Page 34 of Night of the Hunter


  The spiders continued their work, covering her with webs.

  The illithid approached her, tentacles waggling.

  Her screams began anew.

  A long while later, she hung limply and knew no more.

  She is yours now, Methil El-Viddenvelp telepathically imparted to Berellip. He methodically turned and walked off to the side, to the walkway that would take him to the antechamber across the gorge. A fitting ornament to complete your chapel, Methil’s watery voice said in Berellip’s mind, and in the minds of all the others in the room.

  A wry grin spread on Berellip’s face as the spiders continued their work, cocooning Dahlia. They busily crawled across her face, weaving their filament strands.

  Dahlia opened her blue eyes, wide with shock. Under the mask, her face contorted in a hopeless, muffled scream.

  Berellip stared at her unblinking. It would not do to laugh aloud, the priestess understood as the solemn ceremony neared its end. With a look to the great jade spiders on either end, Berellip sharply clapped her hands, and those magical arachnids began drawing in the strands, which reached up and looped over an unseen beam amidst the cobwebs, and the cocooned Dahlia began to lift higher.

  She went up at a slight angle, leaning forward as she came against the web wall.

  Against and into the web wall she went, just an outline then.

  Just an ornament in the Q’Xorlarrin chapel, a tortured and imprisoned darthiir forever to look down at the sacrificial altar.

  “In this place, eternally in death, may you witness the sacrifice of many of your foul kind,” Berellip prayed.

  Dahlia couldn’t hear her.

  Dahlia couldn’t hear anything.

  CHAPTER 22

  STOKELY’S STAND

  WE HAVE KILLED A SCORE AND CAPTURED A DOZEN,” TIAGO LAMENTED.

  “They are not easily taken alive,” Ravel Xorlarrin replied. “Our poison hardly slows them and they will fight even when grievously wounded. Foul dwarves.”

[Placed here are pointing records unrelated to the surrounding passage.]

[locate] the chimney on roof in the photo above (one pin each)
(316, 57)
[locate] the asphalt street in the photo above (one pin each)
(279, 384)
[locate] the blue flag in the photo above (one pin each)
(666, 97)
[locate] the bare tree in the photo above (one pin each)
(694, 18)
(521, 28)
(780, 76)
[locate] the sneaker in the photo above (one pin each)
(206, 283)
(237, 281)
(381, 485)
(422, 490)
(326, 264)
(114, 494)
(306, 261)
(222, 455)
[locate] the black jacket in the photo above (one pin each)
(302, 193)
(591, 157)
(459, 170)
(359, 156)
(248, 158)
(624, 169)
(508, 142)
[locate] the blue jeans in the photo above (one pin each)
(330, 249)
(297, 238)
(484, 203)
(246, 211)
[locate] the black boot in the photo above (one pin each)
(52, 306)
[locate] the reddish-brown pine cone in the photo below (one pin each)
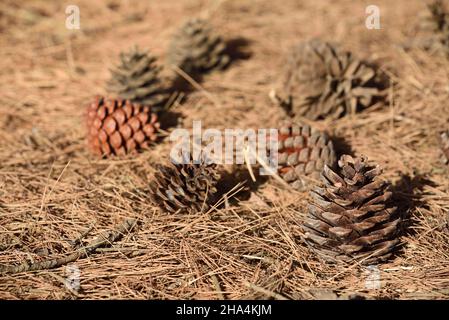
(117, 127)
(303, 152)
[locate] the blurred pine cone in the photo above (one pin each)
(302, 153)
(117, 127)
(324, 82)
(187, 187)
(445, 147)
(351, 216)
(196, 49)
(137, 79)
(439, 24)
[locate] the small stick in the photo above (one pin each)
(106, 238)
(196, 85)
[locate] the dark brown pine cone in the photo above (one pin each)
(117, 127)
(189, 188)
(351, 216)
(137, 79)
(302, 153)
(324, 82)
(196, 49)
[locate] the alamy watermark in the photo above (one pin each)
(72, 20)
(72, 280)
(228, 146)
(372, 21)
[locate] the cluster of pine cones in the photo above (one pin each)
(351, 215)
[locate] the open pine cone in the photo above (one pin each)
(137, 79)
(302, 153)
(324, 82)
(351, 216)
(445, 147)
(117, 127)
(196, 49)
(187, 187)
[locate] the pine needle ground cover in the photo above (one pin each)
(55, 197)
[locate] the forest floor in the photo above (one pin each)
(52, 190)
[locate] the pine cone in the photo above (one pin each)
(302, 153)
(351, 215)
(324, 82)
(439, 25)
(196, 49)
(118, 127)
(137, 79)
(187, 187)
(445, 147)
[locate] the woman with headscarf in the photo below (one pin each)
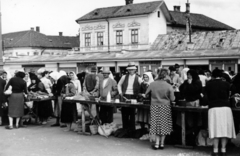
(75, 81)
(27, 79)
(161, 117)
(220, 118)
(143, 115)
(44, 107)
(16, 99)
(69, 110)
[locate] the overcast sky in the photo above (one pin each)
(53, 16)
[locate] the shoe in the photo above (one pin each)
(63, 126)
(55, 125)
(44, 123)
(223, 154)
(215, 154)
(9, 127)
(161, 147)
(155, 147)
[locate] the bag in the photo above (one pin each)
(236, 141)
(202, 139)
(235, 101)
(105, 130)
(8, 91)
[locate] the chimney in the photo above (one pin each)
(177, 8)
(37, 29)
(129, 2)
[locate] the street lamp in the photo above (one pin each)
(188, 20)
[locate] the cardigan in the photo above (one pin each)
(217, 92)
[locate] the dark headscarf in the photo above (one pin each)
(194, 75)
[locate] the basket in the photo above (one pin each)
(93, 129)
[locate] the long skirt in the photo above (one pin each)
(16, 105)
(220, 123)
(45, 109)
(161, 120)
(69, 112)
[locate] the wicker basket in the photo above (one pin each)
(93, 129)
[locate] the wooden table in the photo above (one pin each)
(40, 100)
(183, 111)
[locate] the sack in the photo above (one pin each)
(236, 141)
(203, 139)
(105, 130)
(8, 91)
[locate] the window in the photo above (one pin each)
(119, 37)
(100, 38)
(134, 36)
(88, 39)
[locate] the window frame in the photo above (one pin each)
(100, 39)
(87, 39)
(119, 37)
(134, 36)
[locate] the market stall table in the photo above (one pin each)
(39, 100)
(182, 109)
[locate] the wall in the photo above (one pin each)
(157, 25)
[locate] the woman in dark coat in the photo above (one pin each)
(16, 99)
(220, 118)
(69, 110)
(2, 96)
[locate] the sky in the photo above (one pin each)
(54, 16)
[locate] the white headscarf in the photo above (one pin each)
(61, 72)
(184, 74)
(55, 75)
(150, 77)
(76, 82)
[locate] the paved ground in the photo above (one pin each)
(47, 141)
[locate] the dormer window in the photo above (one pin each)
(128, 10)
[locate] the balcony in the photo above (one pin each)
(115, 47)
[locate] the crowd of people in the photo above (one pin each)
(170, 86)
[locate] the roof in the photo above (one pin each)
(198, 21)
(121, 11)
(211, 40)
(218, 44)
(32, 38)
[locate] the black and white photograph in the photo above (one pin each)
(119, 78)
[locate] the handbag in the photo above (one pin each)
(235, 101)
(8, 91)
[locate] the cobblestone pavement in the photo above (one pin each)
(51, 141)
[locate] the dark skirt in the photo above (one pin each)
(16, 105)
(44, 109)
(161, 120)
(69, 112)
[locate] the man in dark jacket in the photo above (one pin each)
(2, 96)
(129, 87)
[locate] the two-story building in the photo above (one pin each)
(113, 36)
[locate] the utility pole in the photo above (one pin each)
(1, 46)
(188, 21)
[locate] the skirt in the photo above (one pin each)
(220, 123)
(143, 115)
(45, 109)
(69, 112)
(161, 120)
(16, 105)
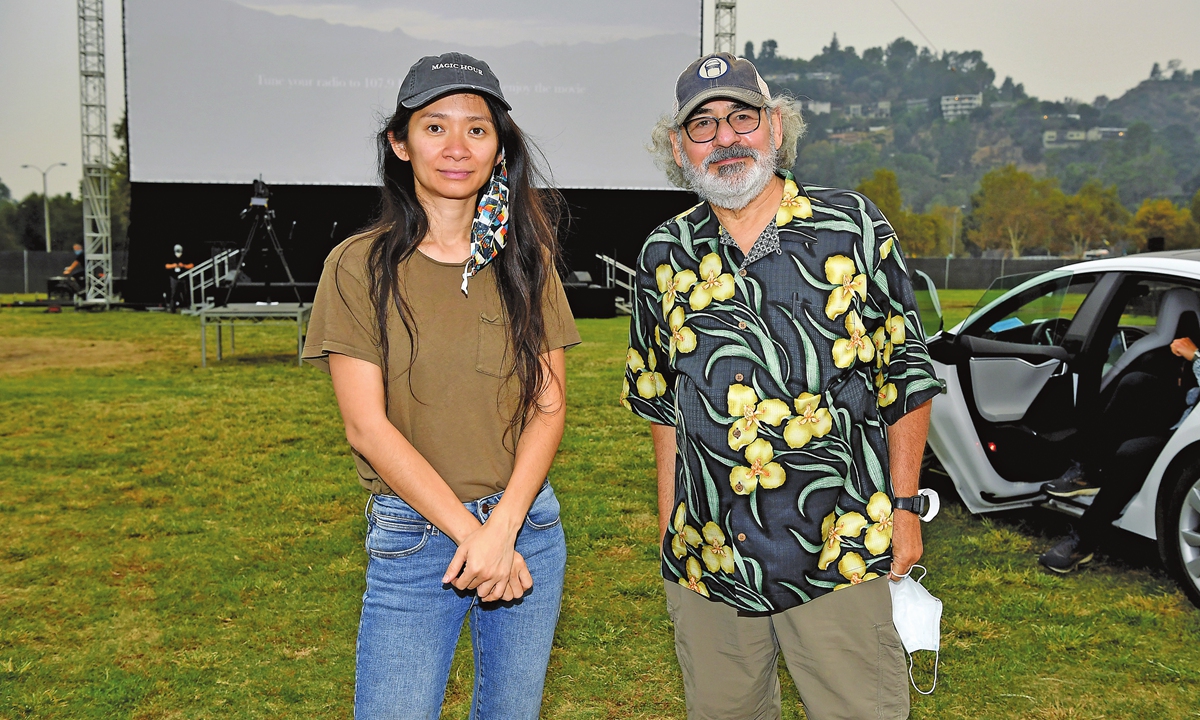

  “We came for slaves, but find corpses instead!” Tiago fumed.

  “We came for Drizzt,” Ravel reminded him.

  “Who is likely long gone now that word has passed ahead.”

  The wizard gave a little laugh and Tiago glared at him murderously.

  “Drizzt Do’Urden would not flee, by any accounts of his reputation,” Ravel wisely explained, easing the sudden tension a bit. “Nay, he is up there with the dwarf leader, this Stokely creature, whose name is the last word uttered by the dwarves as they fall.”

  Ravel wisely left off the rest of his thought: that Drizzt had not been here since long before the attack. He had interrogated a few of the dwarf prisoners and as far as he could tell, they were not lying when they had divulged the news of Drizzt’s departure. But Tiago didn’t need to know that little tidbit, he thought, for without the coveted prize, the impulsive young Baenre would likely call off the attack and head back for Q’Xorlarrin.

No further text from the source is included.